Deze regeling kan worden aangehaald als “gemeenschappelijke regeling Reestmond”.

Ondertekening

Aldus vastgesteld door het algemeen bestuur van de gemeenschappelijke regeling:
De voorzitter: de secretaris:
Datum: 15 oktober 2015 Datum: 15 oktober 2015
Indien van toepassing:
Het college van de gemeente Meppel heeft bij besluit van 27 oktober 2015 ingestemd met de voorliggende wijziging. De gemeenteraad van de gemeente Meppel heeft bij besluit van 26 november 2015 ingestemd met de voorliggende wijziging.
Het college van de gemeente De Wolden heeft bij besluit van 20 oktober 2015 ingestemd met de voorliggende wijziging. De gemeenteraad van gemeente De Wolden heeft bij besluit van 29 oktober 2015 ingestemd met de voorliggende wijziging.
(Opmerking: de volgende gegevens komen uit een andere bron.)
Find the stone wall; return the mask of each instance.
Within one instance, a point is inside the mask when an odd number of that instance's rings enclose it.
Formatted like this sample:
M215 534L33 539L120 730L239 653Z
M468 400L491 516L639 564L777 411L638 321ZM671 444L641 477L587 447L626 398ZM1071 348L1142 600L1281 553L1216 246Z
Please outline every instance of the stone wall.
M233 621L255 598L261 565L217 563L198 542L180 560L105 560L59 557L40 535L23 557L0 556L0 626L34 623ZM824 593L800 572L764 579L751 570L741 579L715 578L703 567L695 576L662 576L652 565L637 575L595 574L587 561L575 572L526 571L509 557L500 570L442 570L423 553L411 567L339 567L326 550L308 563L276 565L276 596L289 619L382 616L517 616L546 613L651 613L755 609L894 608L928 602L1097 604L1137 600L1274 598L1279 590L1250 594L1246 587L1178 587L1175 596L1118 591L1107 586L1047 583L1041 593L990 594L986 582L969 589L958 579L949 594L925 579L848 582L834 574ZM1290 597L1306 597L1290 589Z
Het college van de gemeente Staphorst heeft bij besluit van 3 november 2015 ingestemd met de voorliggende wijziging. De gemeenteraad van gemeente Staphorst heeft bij besluit van 8 december 2015 ingestemd met de voorliggende wijziging.
Het college van de gemeente Westerveld heeft bij besluit van 27 oktober 2015 ingestemd met de voorliggende wijziging. De gemeenteraad van gemeente Westerveld heeft bij besluit van 17 november 2015 ingestemd met de voorliggende wijziging.